В повести «С равнин и болот Сомерсета» описывалось путешествие отца с девятилетней дочерью по опустошенной стране, среди сгоревших деревень и городков, где жизни постоянно угрожают холера, крысы и бубонная чума, где вода отравлена, и соседи бьются насмерть за древнюю банку сока, и местные считают себя счастливцами, если их пригласили на праздничный обед из собаки и пары тощих кошек, поджаренных на костре. Когда отец с дочерью добираются до Лондона, там запустение еще мерзее. Среди осыпающихся небоскребов и ржавых машин, на уступчатых улицах, кишащих крысами и одичалыми псами, шайки бандитов с раскрашенными лицами терроризируют нищее население. Электричество — в незапамятном прошлом. Функционирует — и то еле-еле — только само правительство. Его высотный дом торчит над равниной потрескавшегося, проросшего травой бетона. На рассвете по дороге к очереди перед правительственным домом отец и дочь проходят по равнине между «гнилыми растоптанными фруктами, картонными коробками, превращенными в постели, кострищами и скелетами поджаренных голубей, ржавыми жестянками, следами рвоты, зелеными химическими лужами, человеческими и животными экскрементами. Старый сон о горизонтальных линиях, сходящихся к громадному перпендикуляру из стекла и стали, — теперь его невозможно было вспомнить».

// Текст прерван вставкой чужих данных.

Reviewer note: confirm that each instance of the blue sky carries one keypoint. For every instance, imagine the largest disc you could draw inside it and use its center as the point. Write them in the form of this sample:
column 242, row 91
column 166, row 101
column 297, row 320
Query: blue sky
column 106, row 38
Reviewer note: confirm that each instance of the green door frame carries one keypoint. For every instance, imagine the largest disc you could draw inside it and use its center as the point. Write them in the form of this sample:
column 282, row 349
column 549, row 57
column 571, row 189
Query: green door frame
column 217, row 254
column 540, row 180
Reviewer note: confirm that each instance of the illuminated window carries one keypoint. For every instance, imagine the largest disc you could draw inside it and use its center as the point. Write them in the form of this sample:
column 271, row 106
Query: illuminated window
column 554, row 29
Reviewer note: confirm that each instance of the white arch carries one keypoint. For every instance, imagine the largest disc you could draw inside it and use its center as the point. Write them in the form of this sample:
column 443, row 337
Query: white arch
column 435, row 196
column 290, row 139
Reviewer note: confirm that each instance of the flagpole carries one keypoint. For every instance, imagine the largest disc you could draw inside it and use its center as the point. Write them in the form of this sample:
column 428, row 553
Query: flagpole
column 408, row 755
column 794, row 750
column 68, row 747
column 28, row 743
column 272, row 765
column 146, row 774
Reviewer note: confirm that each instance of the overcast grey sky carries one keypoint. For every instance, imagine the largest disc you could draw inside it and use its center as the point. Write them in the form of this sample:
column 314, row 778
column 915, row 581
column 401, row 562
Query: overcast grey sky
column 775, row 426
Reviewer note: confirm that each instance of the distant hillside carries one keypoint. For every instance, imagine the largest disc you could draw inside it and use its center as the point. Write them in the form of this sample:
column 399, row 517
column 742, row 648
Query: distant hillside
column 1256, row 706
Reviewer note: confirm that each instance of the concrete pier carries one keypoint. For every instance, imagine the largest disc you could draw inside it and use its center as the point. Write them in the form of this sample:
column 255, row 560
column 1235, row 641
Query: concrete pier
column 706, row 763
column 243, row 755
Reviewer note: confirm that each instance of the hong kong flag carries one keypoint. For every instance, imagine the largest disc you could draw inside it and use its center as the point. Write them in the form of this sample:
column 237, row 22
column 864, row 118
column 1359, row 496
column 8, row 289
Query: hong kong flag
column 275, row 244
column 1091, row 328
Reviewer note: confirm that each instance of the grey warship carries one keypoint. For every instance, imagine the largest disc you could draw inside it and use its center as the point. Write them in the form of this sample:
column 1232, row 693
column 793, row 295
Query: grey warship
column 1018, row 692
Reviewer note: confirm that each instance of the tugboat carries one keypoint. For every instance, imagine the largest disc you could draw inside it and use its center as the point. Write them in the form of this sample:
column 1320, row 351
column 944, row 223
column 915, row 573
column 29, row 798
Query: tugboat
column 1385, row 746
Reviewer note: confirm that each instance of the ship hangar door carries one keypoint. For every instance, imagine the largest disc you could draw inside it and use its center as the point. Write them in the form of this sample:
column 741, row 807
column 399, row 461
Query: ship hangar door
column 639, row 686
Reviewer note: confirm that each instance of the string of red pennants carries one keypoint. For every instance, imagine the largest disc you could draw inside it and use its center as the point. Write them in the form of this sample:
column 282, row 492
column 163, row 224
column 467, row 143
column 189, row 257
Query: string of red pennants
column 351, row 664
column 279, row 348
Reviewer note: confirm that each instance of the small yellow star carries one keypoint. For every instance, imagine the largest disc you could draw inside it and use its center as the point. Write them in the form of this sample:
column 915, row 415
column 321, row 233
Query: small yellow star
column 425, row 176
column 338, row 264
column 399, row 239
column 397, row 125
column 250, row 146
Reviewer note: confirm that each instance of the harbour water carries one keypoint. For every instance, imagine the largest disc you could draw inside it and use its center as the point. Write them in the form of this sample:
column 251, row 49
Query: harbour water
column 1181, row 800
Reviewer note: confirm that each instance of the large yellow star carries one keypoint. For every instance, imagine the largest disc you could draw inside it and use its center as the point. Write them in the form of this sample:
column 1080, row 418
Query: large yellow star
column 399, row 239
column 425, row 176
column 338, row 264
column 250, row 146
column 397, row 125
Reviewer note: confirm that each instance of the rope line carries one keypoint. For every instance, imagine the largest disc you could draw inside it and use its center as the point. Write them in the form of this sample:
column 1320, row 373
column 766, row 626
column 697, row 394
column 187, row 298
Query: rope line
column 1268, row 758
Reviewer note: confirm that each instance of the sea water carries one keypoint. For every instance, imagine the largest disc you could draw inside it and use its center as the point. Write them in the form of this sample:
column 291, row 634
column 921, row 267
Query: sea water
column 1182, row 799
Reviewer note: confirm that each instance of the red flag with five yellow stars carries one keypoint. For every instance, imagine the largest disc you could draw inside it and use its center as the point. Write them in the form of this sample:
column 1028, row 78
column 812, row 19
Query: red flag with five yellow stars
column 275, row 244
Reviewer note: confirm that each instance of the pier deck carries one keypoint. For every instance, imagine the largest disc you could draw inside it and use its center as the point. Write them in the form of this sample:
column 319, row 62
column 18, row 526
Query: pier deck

Эта площадь, где разворачивается действие средней части, — гигантский микрокосм печального нового мира. Посреди — бездействующий фонтан, воздух над ним «серый от мух. Каждый день сюда приходят мужчины и мальчики, чтобы присесть на широкий бетонный борт и опорожниться». На этом насесте «они похожи на бесперых птиц». Позже, днем, площадь превращается в людской муравейник, в воздухе висит густой дым, стоит оглушительный шум, люди раскладывают свой жалкий товар на цветных одеялах, отец торгуется за обмылок, хотя чистой воды не найти. Все, что продается здесь, сделано давным-давно и способами, которые уже непонятны. Позже мужчина (имя его, к вящей досаде, так и не сообщается) встречает старую подругу, счастливую обладательницу комнаты. Она коллекционерка. На столе — телефон, «от шнура осталось десять сантиметров, а позади него была прислонена к стене катодная лучевая трубка. Деревянный корпус телевизора, стеклянный экран и ручки регуляторов давно оторваны, и только разноцветные проводки обвивали тусклый металл». Она, по ее словам, дорожит такими предметами, потому что это «продукты человеческой изобретательности и расчета. А от нелюбви к предметам один шаг до нелюбви к людям». Он же не видит смысла в этом собирательстве. «Без телефонной сети телефоны — никчемный мусор».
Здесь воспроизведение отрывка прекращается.